秋好院長ブログ
手術見学
投稿日:2019年11月29日 カテゴリー:下肢静脈瘤について, 当院での治療例, 日記
今日は技術交流のための手術見学を受け入れました。これまでにも何回か引き受けたことがあります。
もちろん同じ血管外科医師ですし、患者様の事前了解は頂いています。(一般の方の見学は受け付けていません。)
病院、医院同士で技術交流のための見学は一般的で、そうやってよりよい治療が広がっていき、医療の地方格差が解消されていきます。
ビデオでいいじゃないか、という意見もあるかと思いますが、手術は肉体労働ですから手や腕の使い方なども見ますし、どのように道具が配置されているかなども重要です。そういうのはビデオには写っていません。私自身も飛行機で金沢や松山にまで伺ったこともありますし、偉い先生のカバン持ちでお邪魔したこともあります。そういった経験が今の医療に生かされています。
手術見学とは話が異なりますが、医学部を卒業したてのフレッシュマンの頃に当時のご高齢の患者様から「あんた、私の体でしっかり勉強しなさいよ」と言われたことを思い出しました。そういう方はたくさんいました。シミュレーターやビデオがない時代でしたので、本と患者さんから学ぶしかなかった時代です。新米だとわかっていても面子を立ててくれて、上司に怒鳴られた後にカーテンの陰でそっと慰めてくれたり、大部屋のおばちゃん達のアイドルになったりとか。よほど頼りなかったんですね、僕は。。。ほとんど毎日のように上司に怒られていましたが、病院に行くことが辛いと思ったことはなかったです。そうやって可愛がってくれるおじいちゃんやおばあちゃんに迷惑はかけられん、と頑張ったのを思い出しました。

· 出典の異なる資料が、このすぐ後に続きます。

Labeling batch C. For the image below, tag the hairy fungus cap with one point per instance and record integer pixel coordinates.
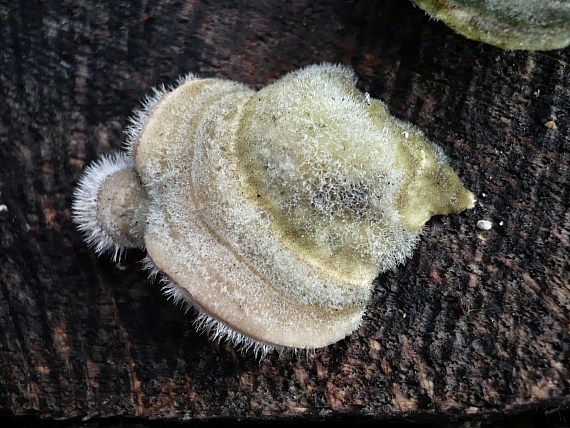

ほとんどの方が鬼籍に入られていると思いますのでお礼することは叶わないのですが、今の姿をみたら少しは喜んでくれるかな、とふと思いました。
分院について
投稿日:2019年11月14日 カテゴリー:下肢静脈瘤について, 血管外科について
患者さんが集まってきて手術待ちが長くなると分院化の話が出てきます。遠方の患者さんから言われることもあります。
残念ですが、当院には分院はありませんし、分院化の計画もありません。名前が似ているクリニックはたくさんあるんですけどね。当院の名前は、患者さんがわかりやすいように、地名と病名を組み合わせただけなんで特に意味はありません(笑)。混同されて迷惑を被ったこともないことはないのですが、いまさら変更できないし、治療の質が名前で決まる訳でもないのでほっといてます。
いつもいつもラーメンの例えで恐縮なのですが、ラーメン屋さんはチェーン化すると味が落ちることがあります。
昔はもっと美味しかったのに、とか、昔はもっとチャーシューが厚切りだった、といったことも出てきます。
当たり前ですが、チェーン化するとラーメン作り以外のことにオーナーは忙殺されます。一番わかり易いのは従業員の労務管理です。スープや麺の出来なんて構ってられなくなります。また、様々な経験値の人が携わるようになるので、マニュアル化します。そうなるとラーメンの出来に外れはなくなるけど、「すごくおいしい」というのはなくなります。各自の判断で加減を調節することができないので、その日の天気やスープの出来にあわせることが出来なくなるのかなと想像しています。サービスでチャーシューを厚切りにすることも出来なくなるだろうし。
商売ならそれでいいと思いますが、医療となるとそうはいきません。誰だって自分を大事に診てほしいし、それぞれ体は違いますのでマニュアル化はできません。また、医療ではナースや医療事務は単なる従業員ではないです。それぞれが高度の専門知識や特殊技能をもっている専門職です。ナースや医療事務に対するハラスメントなどは絶対に許容されるべきではありませんし、当院では絶対に許しませんが、そういったことも分院化すると守りきれなくなります。
「目と手の届く範囲で、身の丈にあった商売が一番」とおっしゃったお寿司屋さんが京都にありましたが、まさにそのとおりだと思います。